Tribe, one of the foremost constitutional experts in the country, said it would be difficult to evaluate Boehner’s prospects for prevailing in court without seeing the complaint. But he said that it is “certainly not unimaginable” that the House would have standing to bring a law suit charging the president with circumventing his authority.

Related: Obama Practically Dares Boehner to Sue Him

Boehner and his lawyers would have to develop very specific complaints against the president that far exceed a “generalized complaint” that Obama has been issuing too many “signing statements” putting his spin on new law, or that the president has insulted the integrity of the House by “taking too aggressive a view of executive authority.”
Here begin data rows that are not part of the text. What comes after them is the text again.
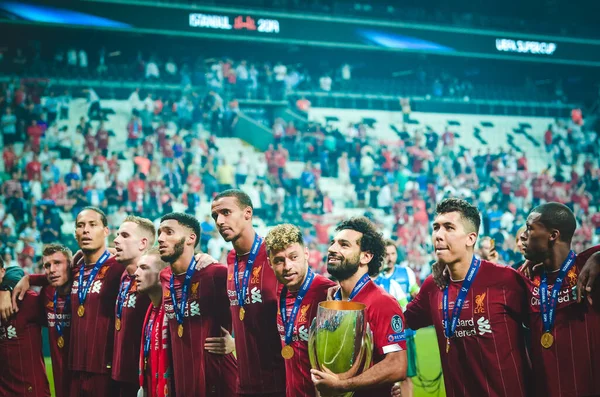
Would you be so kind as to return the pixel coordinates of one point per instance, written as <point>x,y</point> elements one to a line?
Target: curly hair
<point>145,225</point>
<point>468,212</point>
<point>371,240</point>
<point>282,236</point>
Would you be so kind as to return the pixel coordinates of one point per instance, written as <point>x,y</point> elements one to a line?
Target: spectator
<point>325,83</point>
<point>83,59</point>
<point>9,127</point>
<point>152,71</point>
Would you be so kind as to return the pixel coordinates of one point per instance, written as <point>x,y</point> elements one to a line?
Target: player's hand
<point>220,345</point>
<point>397,390</point>
<point>331,291</point>
<point>440,275</point>
<point>528,269</point>
<point>19,292</point>
<point>6,309</point>
<point>327,384</point>
<point>204,260</point>
<point>587,277</point>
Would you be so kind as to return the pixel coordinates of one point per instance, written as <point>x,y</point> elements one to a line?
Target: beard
<point>177,252</point>
<point>346,269</point>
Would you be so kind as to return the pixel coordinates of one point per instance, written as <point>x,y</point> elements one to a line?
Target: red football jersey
<point>22,370</point>
<point>199,373</point>
<point>297,369</point>
<point>571,366</point>
<point>92,339</point>
<point>487,353</point>
<point>387,324</point>
<point>59,355</point>
<point>257,342</point>
<point>126,350</point>
<point>156,372</point>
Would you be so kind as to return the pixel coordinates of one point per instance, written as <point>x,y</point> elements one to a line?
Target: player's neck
<point>389,271</point>
<point>294,289</point>
<point>131,266</point>
<point>348,285</point>
<point>181,264</point>
<point>92,257</point>
<point>243,244</point>
<point>65,289</point>
<point>458,270</point>
<point>155,295</point>
<point>558,256</point>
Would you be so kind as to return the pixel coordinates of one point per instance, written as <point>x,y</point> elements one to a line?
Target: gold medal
<point>287,352</point>
<point>547,340</point>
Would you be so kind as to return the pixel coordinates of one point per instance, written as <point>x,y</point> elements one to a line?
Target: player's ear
<point>471,239</point>
<point>365,257</point>
<point>554,235</point>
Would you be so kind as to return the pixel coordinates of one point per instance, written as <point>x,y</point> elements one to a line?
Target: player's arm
<point>589,275</point>
<point>224,344</point>
<point>36,280</point>
<point>389,340</point>
<point>388,371</point>
<point>413,287</point>
<point>418,313</point>
<point>11,277</point>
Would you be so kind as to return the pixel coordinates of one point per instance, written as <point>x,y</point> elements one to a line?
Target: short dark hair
<point>371,240</point>
<point>186,220</point>
<point>557,216</point>
<point>468,212</point>
<point>243,199</point>
<point>97,210</point>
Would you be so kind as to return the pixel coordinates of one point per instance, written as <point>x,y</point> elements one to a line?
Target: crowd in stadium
<point>175,163</point>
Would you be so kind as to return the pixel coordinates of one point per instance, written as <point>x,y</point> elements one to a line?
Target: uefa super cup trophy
<point>340,340</point>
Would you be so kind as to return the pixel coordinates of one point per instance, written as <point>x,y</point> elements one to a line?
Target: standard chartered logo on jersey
<point>254,296</point>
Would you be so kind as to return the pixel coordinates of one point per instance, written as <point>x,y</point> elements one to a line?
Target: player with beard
<point>196,307</point>
<point>389,278</point>
<point>300,296</point>
<point>355,253</point>
<point>155,367</point>
<point>478,317</point>
<point>94,291</point>
<point>253,295</point>
<point>56,300</point>
<point>565,334</point>
<point>22,371</point>
<point>134,237</point>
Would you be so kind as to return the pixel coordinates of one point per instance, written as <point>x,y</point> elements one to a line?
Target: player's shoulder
<point>583,256</point>
<point>214,270</point>
<point>165,274</point>
<point>501,275</point>
<point>377,296</point>
<point>321,284</point>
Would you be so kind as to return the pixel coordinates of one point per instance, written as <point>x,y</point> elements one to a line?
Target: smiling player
<point>300,296</point>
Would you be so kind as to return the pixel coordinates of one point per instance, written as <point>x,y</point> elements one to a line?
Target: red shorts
<point>127,389</point>
<point>85,384</point>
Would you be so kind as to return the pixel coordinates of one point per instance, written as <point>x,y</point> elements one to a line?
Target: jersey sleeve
<point>388,327</point>
<point>413,287</point>
<point>38,280</point>
<point>418,313</point>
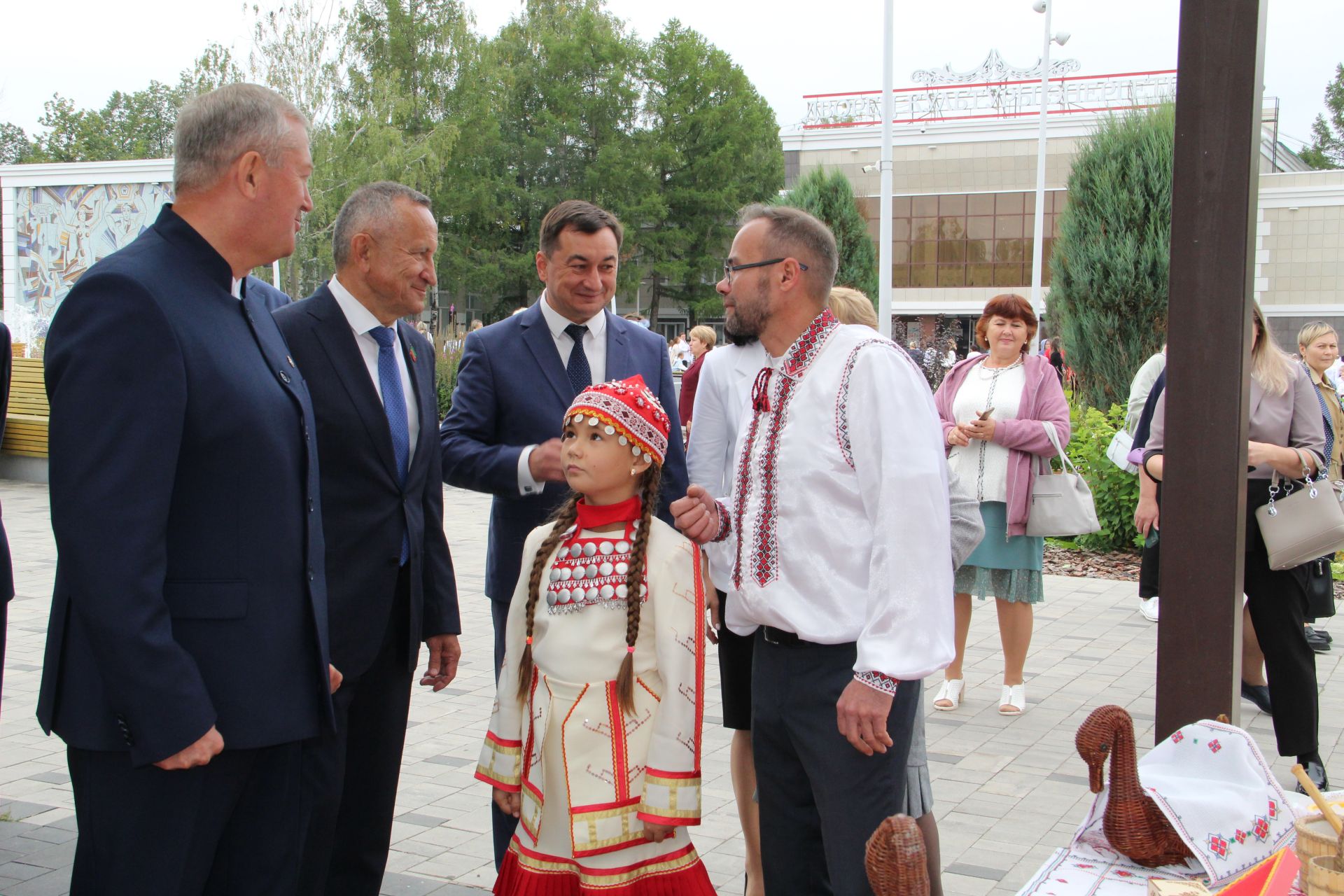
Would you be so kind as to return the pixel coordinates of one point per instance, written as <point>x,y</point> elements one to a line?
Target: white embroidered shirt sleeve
<point>672,774</point>
<point>898,460</point>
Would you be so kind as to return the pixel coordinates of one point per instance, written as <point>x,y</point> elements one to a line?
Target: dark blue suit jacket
<point>185,498</point>
<point>365,505</point>
<point>512,391</point>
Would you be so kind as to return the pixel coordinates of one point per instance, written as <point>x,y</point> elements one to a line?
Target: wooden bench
<point>26,425</point>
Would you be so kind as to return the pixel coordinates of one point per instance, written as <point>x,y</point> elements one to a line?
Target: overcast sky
<point>788,49</point>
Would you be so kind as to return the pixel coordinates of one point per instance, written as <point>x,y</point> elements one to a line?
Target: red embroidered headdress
<point>626,409</point>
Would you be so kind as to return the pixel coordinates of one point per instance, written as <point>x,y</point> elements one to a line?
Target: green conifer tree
<point>1109,267</point>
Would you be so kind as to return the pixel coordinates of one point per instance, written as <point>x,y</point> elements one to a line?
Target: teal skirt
<point>1006,567</point>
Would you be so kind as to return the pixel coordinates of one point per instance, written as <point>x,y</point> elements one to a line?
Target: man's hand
<point>696,514</point>
<point>444,653</point>
<point>657,833</point>
<point>862,718</point>
<point>508,804</point>
<point>198,754</point>
<point>545,463</point>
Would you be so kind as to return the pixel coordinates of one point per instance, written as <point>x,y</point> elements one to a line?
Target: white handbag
<point>1060,503</point>
<point>1121,444</point>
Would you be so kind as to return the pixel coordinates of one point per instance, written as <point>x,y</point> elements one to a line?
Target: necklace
<point>990,402</point>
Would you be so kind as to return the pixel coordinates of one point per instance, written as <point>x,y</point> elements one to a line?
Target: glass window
<point>980,204</point>
<point>953,204</point>
<point>924,251</point>
<point>951,250</point>
<point>1008,226</point>
<point>980,274</point>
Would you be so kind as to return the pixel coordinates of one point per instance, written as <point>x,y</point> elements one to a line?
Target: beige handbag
<point>1306,524</point>
<point>1060,503</point>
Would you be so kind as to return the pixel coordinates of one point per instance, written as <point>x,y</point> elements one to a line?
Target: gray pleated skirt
<point>918,789</point>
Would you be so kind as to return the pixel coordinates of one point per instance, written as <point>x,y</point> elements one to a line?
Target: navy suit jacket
<point>365,505</point>
<point>512,391</point>
<point>185,498</point>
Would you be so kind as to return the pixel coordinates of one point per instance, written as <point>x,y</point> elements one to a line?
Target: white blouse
<point>986,464</point>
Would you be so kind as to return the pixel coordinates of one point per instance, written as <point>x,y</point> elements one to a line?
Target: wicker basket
<point>895,859</point>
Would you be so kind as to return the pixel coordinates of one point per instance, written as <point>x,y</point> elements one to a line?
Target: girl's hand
<point>1145,514</point>
<point>510,804</point>
<point>983,430</point>
<point>657,833</point>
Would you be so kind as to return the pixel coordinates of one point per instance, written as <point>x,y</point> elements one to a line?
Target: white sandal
<point>951,691</point>
<point>1015,697</point>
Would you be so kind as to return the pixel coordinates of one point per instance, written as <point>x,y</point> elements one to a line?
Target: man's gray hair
<point>369,209</point>
<point>217,128</point>
<point>796,234</point>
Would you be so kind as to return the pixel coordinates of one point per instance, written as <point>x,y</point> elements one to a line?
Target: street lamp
<point>1038,245</point>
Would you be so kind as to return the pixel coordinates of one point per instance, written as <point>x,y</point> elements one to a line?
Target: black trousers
<point>1277,603</point>
<point>502,825</point>
<point>820,798</point>
<point>350,777</point>
<point>230,828</point>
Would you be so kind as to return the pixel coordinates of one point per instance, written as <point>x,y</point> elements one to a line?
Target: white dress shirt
<point>362,323</point>
<point>722,397</point>
<point>594,348</point>
<point>840,507</point>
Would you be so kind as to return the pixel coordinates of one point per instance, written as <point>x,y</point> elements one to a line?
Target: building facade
<point>964,181</point>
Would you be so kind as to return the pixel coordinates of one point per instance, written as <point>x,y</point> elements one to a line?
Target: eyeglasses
<point>729,267</point>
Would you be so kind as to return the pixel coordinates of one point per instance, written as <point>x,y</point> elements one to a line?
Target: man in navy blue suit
<point>187,648</point>
<point>388,571</point>
<point>517,381</point>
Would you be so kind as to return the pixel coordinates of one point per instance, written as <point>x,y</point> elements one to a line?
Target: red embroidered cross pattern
<point>765,550</point>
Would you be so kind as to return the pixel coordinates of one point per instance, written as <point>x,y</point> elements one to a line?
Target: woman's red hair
<point>1011,307</point>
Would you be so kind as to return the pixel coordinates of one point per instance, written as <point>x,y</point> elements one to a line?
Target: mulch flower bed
<point>1109,564</point>
<point>1092,564</point>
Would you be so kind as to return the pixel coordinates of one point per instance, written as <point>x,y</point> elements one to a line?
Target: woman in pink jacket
<point>993,407</point>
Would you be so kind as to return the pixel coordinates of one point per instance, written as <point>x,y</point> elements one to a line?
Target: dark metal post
<point>1214,200</point>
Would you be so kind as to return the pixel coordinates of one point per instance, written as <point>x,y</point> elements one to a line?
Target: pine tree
<point>830,198</point>
<point>1109,267</point>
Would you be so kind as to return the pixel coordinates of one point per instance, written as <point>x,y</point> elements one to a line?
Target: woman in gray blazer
<point>1285,433</point>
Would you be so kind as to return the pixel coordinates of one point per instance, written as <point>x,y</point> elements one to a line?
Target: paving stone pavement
<point>1007,792</point>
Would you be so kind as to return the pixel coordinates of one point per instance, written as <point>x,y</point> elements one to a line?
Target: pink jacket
<point>1042,399</point>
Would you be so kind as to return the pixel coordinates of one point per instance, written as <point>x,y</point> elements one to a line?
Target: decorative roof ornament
<point>992,70</point>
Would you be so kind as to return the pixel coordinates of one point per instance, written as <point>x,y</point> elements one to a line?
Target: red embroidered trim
<point>878,681</point>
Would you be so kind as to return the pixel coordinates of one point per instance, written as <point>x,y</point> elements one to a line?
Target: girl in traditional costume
<point>594,742</point>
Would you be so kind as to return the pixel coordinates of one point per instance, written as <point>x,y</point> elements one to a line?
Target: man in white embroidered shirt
<point>836,532</point>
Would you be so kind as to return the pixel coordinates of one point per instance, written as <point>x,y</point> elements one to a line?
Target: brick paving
<point>1007,792</point>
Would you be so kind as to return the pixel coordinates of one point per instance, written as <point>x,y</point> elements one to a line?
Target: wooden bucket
<point>1315,837</point>
<point>1324,878</point>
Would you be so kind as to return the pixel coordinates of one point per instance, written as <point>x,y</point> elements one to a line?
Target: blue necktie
<point>394,406</point>
<point>581,377</point>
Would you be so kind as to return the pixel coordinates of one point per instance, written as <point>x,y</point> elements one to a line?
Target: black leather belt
<point>785,638</point>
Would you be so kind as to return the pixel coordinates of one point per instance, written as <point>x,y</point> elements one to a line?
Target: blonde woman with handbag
<point>1285,437</point>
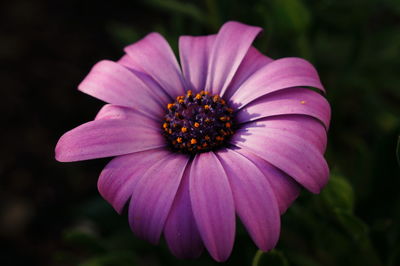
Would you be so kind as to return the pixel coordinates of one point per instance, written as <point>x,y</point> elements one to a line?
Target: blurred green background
<point>52,214</point>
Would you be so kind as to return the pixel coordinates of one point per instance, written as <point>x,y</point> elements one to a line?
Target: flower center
<point>198,123</point>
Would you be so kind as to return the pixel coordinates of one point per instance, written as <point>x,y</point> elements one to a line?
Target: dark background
<point>52,214</point>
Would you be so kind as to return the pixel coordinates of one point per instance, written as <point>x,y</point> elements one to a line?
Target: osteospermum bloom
<point>227,132</point>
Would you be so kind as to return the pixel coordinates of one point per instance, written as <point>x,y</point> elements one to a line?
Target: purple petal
<point>288,152</point>
<point>181,231</point>
<point>213,205</point>
<point>108,137</point>
<point>115,84</point>
<point>311,131</point>
<point>153,195</point>
<point>252,62</point>
<point>290,101</point>
<point>230,47</point>
<point>154,87</point>
<point>110,111</point>
<point>255,202</point>
<point>195,55</point>
<point>279,74</point>
<point>155,57</point>
<point>285,189</point>
<point>118,178</point>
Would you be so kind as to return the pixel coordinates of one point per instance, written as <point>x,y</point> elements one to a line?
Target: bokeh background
<point>52,214</point>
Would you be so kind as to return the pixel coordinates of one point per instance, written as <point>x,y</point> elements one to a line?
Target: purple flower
<point>228,132</point>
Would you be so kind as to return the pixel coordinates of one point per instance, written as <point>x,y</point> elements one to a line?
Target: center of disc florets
<point>198,123</point>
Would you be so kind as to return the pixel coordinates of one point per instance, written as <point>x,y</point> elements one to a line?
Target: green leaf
<point>183,8</point>
<point>271,258</point>
<point>338,194</point>
<point>292,15</point>
<point>359,232</point>
<point>120,258</point>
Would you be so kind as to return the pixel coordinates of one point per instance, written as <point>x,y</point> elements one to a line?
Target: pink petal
<point>155,57</point>
<point>195,55</point>
<point>181,231</point>
<point>213,205</point>
<point>153,195</point>
<point>230,47</point>
<point>252,62</point>
<point>310,130</point>
<point>154,87</point>
<point>285,189</point>
<point>288,152</point>
<point>290,101</point>
<point>115,84</point>
<point>255,202</point>
<point>118,178</point>
<point>108,137</point>
<point>279,74</point>
<point>110,111</point>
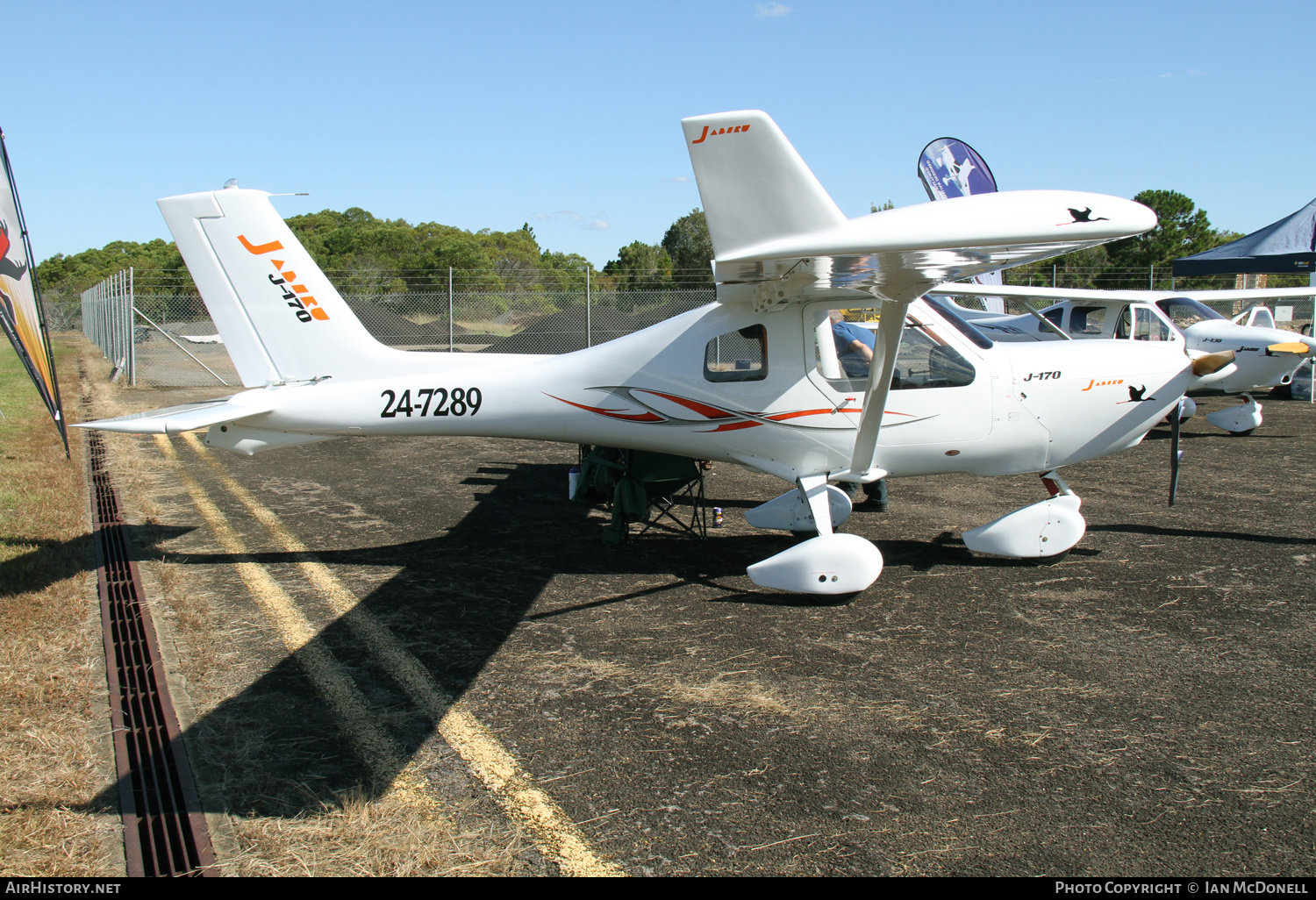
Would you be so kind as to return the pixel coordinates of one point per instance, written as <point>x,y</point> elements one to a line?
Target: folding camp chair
<point>647,487</point>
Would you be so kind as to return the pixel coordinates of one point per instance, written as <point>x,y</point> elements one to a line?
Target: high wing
<point>791,242</point>
<point>965,289</point>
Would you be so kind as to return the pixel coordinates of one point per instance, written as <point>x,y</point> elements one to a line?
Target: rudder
<point>753,183</point>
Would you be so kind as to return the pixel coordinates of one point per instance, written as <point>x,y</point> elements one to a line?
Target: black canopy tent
<point>1287,246</point>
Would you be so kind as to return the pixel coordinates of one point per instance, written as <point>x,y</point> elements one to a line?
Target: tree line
<point>378,255</point>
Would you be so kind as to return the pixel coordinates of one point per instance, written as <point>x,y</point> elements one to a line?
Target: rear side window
<point>739,355</point>
<point>1087,320</point>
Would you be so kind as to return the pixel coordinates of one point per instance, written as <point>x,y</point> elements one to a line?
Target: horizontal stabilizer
<point>190,416</point>
<point>753,183</point>
<point>1247,295</point>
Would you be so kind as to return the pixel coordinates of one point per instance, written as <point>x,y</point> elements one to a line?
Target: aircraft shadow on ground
<point>49,562</point>
<point>276,749</point>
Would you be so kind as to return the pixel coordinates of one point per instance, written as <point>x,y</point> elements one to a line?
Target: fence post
<point>132,344</point>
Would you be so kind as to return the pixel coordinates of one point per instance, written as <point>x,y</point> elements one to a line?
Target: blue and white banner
<point>949,168</point>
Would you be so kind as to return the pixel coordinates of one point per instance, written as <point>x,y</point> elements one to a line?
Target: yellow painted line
<point>515,789</point>
<point>376,749</point>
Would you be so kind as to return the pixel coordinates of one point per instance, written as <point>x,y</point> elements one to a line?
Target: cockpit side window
<point>926,360</point>
<point>1087,320</point>
<point>739,355</point>
<point>1186,311</point>
<point>1124,328</point>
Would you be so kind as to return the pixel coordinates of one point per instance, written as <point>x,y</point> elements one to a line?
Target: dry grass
<point>275,825</point>
<point>52,684</point>
<point>370,837</point>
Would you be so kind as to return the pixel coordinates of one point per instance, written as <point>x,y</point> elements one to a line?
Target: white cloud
<point>597,224</point>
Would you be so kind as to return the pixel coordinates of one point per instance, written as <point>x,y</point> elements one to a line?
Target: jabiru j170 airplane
<point>939,397</point>
<point>1228,355</point>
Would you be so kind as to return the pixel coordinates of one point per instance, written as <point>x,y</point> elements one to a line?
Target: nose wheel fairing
<point>1237,420</point>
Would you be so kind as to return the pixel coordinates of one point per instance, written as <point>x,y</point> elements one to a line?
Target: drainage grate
<point>163,829</point>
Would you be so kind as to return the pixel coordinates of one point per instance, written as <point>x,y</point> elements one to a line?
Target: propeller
<point>1212,362</point>
<point>1176,453</point>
Yet Tribe – who taught constitutional law to Obama and Supreme Court Chief Justice John Roberts at Harvard Law School years ago, said there is ample reason to think that Boehner’s threatened court case “is a dress rehearsal for something more dramatic and more politically explosive if the Senate changes hands in November” and the Republicans retain control of the House, as many assume.

The Fiscal Times reported last week that while the Speaker insisted impeachment was not on the table, many Republican and Tea Party activists believe there are ample grounds for the House to impeach the president.

Related: Why Obamacare As We Know It May Not Survive

The Washington Post’s Aaron Blake points out that Palin – the former Alaska governor, the GOP’s vice presidential candidate in 2008 and a best-selling author – is “the first Republican of any significant national stature to make this call” for Obama’s impeachment.

Moreover, he writes, Palin is “the kind of figure who could potentially recruit others to the cause — people who will want to be heard,” although Palin doesn’t wield as much influence in her party as she once did.

“Without borders, there is no nation,” Palin wrote this week in calling for impeachment.  “Obama knows this. Opening our borders to a flood of illegal immigrants is deliberate. This is his fundamental transformation of America. It’s the only promise he has kept.”